Apesar disso tudo, claro que gostaria de saber se te encontras bem. Claro que sim. Não percebo porque é que nunca me agradeceste no teu aniversário. Não percebo mesmo. Gostava de saber se te lembras de mim. Se pensas em mim, ocasionalmente, como eu em ti. Se te apercebeste do erro enorme que cometeste para comigo. Gostava muito.
O que me custa mais é pousar a cabeça na almofada e acabar por sentir que vou desabar a qualquer momento. Há noites que não vale mesmo a pena recordar.

segunda-feira, 9 de junho de 2014

Gostava de conseguir descrever o que sinto para ser mais fácil descobrir-me a cura. Só que não sei. Nem uma coisa e, claramente, nem a outra. Hoje foi um dia muito não sei. Talvez já estivesse a pressentir más notícias. 
Vai ficar tudo bem, B. Vai mesmo.
"Sabes onde me encontrar se precisares. Gosto milhões de ti." 

Sinto-me sem reação, sem saber o que fazer. Só te queria ajudar. E sinto que as tuas palavras só servem para me expulsar, para o meu devido lugar, e são tão suaves. Eu sinto que devia estar contigo mas se me afastas nada posso fazer.
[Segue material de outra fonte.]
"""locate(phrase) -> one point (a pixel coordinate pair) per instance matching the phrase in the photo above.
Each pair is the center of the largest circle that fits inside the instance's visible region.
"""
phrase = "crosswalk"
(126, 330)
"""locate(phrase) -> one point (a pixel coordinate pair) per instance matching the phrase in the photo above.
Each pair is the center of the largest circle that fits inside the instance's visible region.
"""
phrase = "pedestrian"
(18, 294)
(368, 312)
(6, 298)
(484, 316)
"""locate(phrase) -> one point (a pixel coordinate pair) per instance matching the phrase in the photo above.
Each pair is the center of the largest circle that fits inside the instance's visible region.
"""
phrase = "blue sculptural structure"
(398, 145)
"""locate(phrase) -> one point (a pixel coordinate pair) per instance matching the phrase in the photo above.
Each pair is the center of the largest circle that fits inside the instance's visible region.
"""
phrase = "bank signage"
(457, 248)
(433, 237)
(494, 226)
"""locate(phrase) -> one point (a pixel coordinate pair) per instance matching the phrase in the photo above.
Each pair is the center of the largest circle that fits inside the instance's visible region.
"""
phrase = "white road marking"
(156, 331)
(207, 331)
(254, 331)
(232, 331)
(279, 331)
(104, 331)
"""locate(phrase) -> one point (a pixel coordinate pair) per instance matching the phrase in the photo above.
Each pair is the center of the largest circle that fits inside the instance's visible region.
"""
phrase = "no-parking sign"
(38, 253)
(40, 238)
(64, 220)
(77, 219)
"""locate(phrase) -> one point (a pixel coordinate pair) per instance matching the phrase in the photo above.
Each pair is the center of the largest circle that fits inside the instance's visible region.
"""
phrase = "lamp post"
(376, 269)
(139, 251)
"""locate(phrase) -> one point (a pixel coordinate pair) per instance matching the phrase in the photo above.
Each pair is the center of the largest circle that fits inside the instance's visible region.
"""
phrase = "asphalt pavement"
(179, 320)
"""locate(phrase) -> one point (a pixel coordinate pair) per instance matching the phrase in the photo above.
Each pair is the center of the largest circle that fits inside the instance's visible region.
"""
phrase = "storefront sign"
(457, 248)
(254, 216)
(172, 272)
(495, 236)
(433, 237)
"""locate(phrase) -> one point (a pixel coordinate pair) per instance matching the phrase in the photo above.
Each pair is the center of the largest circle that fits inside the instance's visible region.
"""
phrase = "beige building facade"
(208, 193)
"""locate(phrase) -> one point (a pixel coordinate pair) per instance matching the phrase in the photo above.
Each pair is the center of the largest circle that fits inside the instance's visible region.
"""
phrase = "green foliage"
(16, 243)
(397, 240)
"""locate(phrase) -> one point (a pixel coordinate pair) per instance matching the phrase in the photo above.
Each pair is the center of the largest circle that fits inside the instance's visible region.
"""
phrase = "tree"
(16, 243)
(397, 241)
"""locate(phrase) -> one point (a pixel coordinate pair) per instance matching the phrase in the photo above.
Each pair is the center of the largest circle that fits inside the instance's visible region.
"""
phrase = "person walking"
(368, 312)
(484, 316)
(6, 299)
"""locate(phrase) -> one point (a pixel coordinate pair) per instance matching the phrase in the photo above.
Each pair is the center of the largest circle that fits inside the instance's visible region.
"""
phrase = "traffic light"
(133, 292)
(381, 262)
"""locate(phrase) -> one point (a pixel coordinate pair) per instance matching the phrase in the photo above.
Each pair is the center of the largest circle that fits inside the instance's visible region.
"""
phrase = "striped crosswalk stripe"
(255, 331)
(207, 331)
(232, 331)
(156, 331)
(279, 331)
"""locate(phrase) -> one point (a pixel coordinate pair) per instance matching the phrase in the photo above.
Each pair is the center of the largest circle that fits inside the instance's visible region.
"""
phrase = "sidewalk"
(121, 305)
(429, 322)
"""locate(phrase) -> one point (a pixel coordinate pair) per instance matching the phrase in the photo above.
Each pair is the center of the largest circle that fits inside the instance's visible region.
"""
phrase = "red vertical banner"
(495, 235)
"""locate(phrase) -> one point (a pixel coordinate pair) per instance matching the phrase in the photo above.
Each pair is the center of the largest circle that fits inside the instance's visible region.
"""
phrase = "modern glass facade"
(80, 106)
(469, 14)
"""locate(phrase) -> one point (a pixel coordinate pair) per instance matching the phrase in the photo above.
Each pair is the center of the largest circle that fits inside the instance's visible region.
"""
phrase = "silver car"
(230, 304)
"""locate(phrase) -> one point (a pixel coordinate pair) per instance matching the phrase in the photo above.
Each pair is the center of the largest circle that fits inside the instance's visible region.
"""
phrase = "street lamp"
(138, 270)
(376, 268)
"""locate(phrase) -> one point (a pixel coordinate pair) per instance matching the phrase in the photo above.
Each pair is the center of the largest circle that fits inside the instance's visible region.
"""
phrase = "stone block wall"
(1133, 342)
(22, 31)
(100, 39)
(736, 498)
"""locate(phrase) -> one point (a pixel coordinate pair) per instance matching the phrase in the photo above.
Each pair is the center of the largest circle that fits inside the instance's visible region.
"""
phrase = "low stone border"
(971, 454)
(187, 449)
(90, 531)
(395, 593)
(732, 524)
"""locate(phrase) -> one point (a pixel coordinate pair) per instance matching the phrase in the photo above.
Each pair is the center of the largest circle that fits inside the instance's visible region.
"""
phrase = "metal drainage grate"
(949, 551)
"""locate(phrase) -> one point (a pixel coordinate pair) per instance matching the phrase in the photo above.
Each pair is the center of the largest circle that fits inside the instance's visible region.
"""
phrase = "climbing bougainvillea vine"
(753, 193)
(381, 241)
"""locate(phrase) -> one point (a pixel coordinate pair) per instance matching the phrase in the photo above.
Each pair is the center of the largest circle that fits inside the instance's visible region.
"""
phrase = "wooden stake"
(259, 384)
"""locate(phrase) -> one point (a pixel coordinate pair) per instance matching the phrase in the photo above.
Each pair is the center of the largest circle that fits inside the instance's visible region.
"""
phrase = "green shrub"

Estou sempre aqui, sempre sempre sempre.
Eu estou aqui; vou estar aqui. Basta responderes-me e amanhã vou ter contigo, seja que horas forem, seja a que sítio for. Eu vou ter contigo. Vou apoiar-te e dar-te força. Bem que a precisas. Dou-te a minha toda. Todinha para ti, minha Apple. 

domingo, 8 de junho de 2014


Se chegar uma altura em que eu olhar para baixo e vir isto e me afastar ... Eu tenho que o fazer. 
Às vezes custa demasiado ser eu. Não saber o que fazer, o que pensar, como reagir ou o que ser. Às vezes é melhor eu ficar sozinha do que me deixar levar, levando-te comigo. Mas, nas outras vezes, não consigo suportar as saudades que sinto do que somos. Vai aguentando.
E desculpa, por tudo.
 
Já não consigo escrever da mesma forma, ser o mesmo. E isso assusta-me, esses ventos de mudança assustam-me.
OneRepublic é sinónimo de músicas que me transportam para ti.
Parece que finalmente acabou. Não aguento mais estar neste meio termo estúpido; de nunca te procurar mais e de tu me procurares a mim com os mesmos argumentos de sempre. Não te procuro mais - de consciência tranquila nessa minha ação, que, para ti, pode ser vista como eu não me preocupar contigo. Penso em ti, sim, mas não te procuro. És tu que o fazes. Não sei para quê. Não sei exatamente porquê. Se eu já percebi que mais que isto não seremos, porque é que não te apercebeste do mesmo? Perguntas que não deixarei terem resposta porque falar contigo não me trás nada sem ser desilusão e mau humor. 
Parece que finalmente acabou. Espero ter sido direta o suficiente para que não venhas daqui a duas semanas falar-me. Os parabéns podes dar-me; os parabéns nunca os nego a ninguém - nem quereria que me fizessem o mesmo. Fora isso, mantém-te longe da minha vida porque sinceramente não acrescentas nada.